Of all Lewis’s writings, he placed Till We Have Faces at (or toward) the top of his list; yet its reviews and sales were toward the bottom. It appeared a failure. While Lewis gratefully acknowledged letters of appreciation from readers of all of his books, in my reading of his correspondence it appears to me that he was especially encouraged to receive letters from readers who appreciated TWHF
In a February 10, 1957 letter to Clyde S. Kilby Lewis writes at length about TWHF. While the letter is too long to quote in full in one or two blog posts, I’m going to share some excerpts along with my observations:
Dear Professor Kilby –
An author doesn’t necessarily understand the meaning of his own story better than anyone else, so I give you my account of the TWHF simply for what it’s worth. The ‘levels’ I am conscious of are these.
If for no other reason than to gain insight into Lewis’s take on writers and their stories I think the above worth quoting. While I can’t speak for all authors, many whom I have read on the subject of “writing” would echo Lewis’s words – they follow the story where it takes them, they allow their characters to develop. I’m reminded of Dorothy L. Sayers’s response to Christian readers who wanted Lord Peter Wimsey to become a Christian; Wimsey would never become a Christian because that would not be Wimsey – that is not where his character had taken Sayers as an author – Sayers had to respect the character of Wimsey and could not override Lord Peter’s character and his will. (If this seems a bit strange you might want to read her Mind of the Maker to better understand her thinking.)
Lewis’s statement about authors and their stories also reminds me of sermon development. A standard preaching text (Design for Preaching) by H. Grady Davis, a Lutheran, approaches sermon preparation organically – allowing the Biblical text to grow and develop, honoring and submitting to its growth and development – rather than forcing it into one’s own image.
Resuming Lewis’s letter:
1. A work of (supposed) historical imagination. A guess at what it might have been like in a little barbarous state on the borders of the Hellenistic world with Greek culture just beginning to affect it…Much of what you take as allegory was intended solely as realistic detail.

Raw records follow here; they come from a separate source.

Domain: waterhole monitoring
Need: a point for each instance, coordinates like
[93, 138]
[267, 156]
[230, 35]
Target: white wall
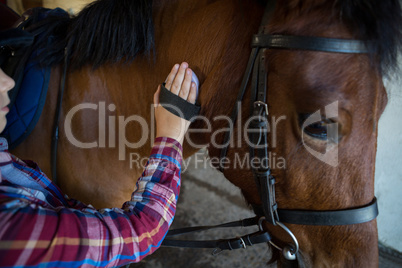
[389, 168]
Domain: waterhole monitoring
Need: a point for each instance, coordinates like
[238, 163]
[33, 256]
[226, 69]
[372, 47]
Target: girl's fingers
[193, 93]
[156, 96]
[185, 86]
[171, 76]
[178, 80]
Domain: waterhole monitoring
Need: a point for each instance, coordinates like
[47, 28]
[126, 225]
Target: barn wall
[389, 168]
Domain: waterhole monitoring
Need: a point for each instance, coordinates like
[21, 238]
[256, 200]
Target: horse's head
[324, 109]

TWHF is first and foremost a story. The Narniad and the Space Trilogy are stories before they are anything else. While we don’t have Kilby’s letter, Lewis’s response indicates that Kilby was reading things into the text that the author didn’t intend – maybe they are there and waiting to be discovered, but then maybe they aren’t there at all. Maybe they are there with application to the reader’s present circumstances apart from the author’s intent.

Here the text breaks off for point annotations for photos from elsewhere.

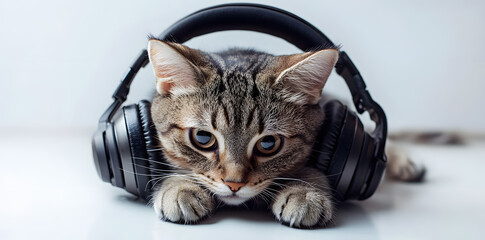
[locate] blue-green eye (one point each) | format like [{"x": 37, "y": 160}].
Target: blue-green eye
[
  {"x": 269, "y": 145},
  {"x": 202, "y": 139}
]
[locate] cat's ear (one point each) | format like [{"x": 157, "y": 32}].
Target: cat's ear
[
  {"x": 307, "y": 74},
  {"x": 175, "y": 74}
]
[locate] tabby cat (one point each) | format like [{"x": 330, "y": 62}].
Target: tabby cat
[{"x": 239, "y": 125}]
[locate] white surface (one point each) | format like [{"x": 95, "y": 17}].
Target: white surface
[
  {"x": 49, "y": 190},
  {"x": 422, "y": 60}
]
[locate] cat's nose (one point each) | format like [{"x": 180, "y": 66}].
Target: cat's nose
[{"x": 235, "y": 186}]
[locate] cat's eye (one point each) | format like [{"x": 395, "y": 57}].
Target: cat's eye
[
  {"x": 202, "y": 139},
  {"x": 269, "y": 145}
]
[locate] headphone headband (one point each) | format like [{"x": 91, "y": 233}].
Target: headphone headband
[{"x": 264, "y": 19}]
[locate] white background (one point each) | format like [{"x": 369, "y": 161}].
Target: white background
[
  {"x": 60, "y": 61},
  {"x": 423, "y": 61}
]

We are finite creators, whether we paint or sculptor or design buildings or write books; and being finite we cannot see all the possibilities of our creations. How many times has a person shared with me something gleaned from a Sunday morning message that was not intended to be a point of mine in the least, but yet was communicated through the sermon without my design or knowledge? I could think, “You didn’t understand what I was saying”, or I could think, “I didn’t realize that what I was saying could communicate that message”.

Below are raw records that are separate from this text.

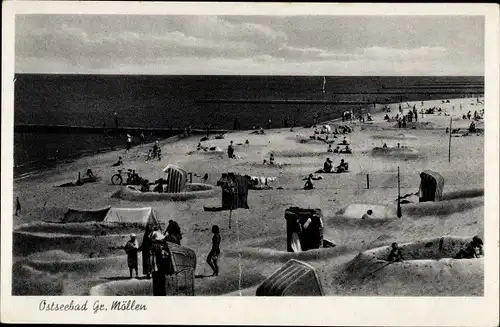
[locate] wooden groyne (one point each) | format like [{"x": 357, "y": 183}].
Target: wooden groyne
[{"x": 71, "y": 129}]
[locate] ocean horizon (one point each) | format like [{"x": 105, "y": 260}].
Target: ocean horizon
[{"x": 176, "y": 101}]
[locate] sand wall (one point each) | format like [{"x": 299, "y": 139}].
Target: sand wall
[
  {"x": 357, "y": 210},
  {"x": 194, "y": 191},
  {"x": 25, "y": 243}
]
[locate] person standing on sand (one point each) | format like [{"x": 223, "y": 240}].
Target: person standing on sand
[
  {"x": 213, "y": 255},
  {"x": 129, "y": 142},
  {"x": 230, "y": 150},
  {"x": 395, "y": 255},
  {"x": 131, "y": 248},
  {"x": 18, "y": 206},
  {"x": 473, "y": 250},
  {"x": 368, "y": 214},
  {"x": 146, "y": 249}
]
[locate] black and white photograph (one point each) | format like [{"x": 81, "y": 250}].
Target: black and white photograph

The first time I read TWHF I wasn’t sure what I was reading, and I think that’s because I was trying to understand it intellectually rather than allow the story to take me along a journey. The second time I read it I purposed to read it as a story – and the experience…and the understanding…were both quite different from the first time.
When I first view a painting of my dear friend David Zuck’s I’ve learned to allow the painting to come to me and draw me to it; only as that occurs do I experience and appreciate the nuances and counter plays of the art. When I hear a piece of music (and I think this especially true of classical music) it is only when the musical motif is permitted to weave its tapestry in my heart and mind that I’m able to dance (internally) with the patterns, backgrounds, and point-counterpoints.
I think one reason why we can read the Bible and yet not read the Bible is that we’re in a hurry to the break the Bible down into data and information rather than understand its message, allowing its message to come to us, allowing our hearts and minds to be conformed to the message, to become one with the message – and of course the message is Jesus.
Most Bible-study materials do not encourage its users to see the story; all Biblical genres have stories, and yet the vast majority of Bible-study materials do not guide the users into seeing the stories – if we can’t see the shape of the tree, how can we put its branches in context to the tree on which they grow and the forest in which the tree is planted?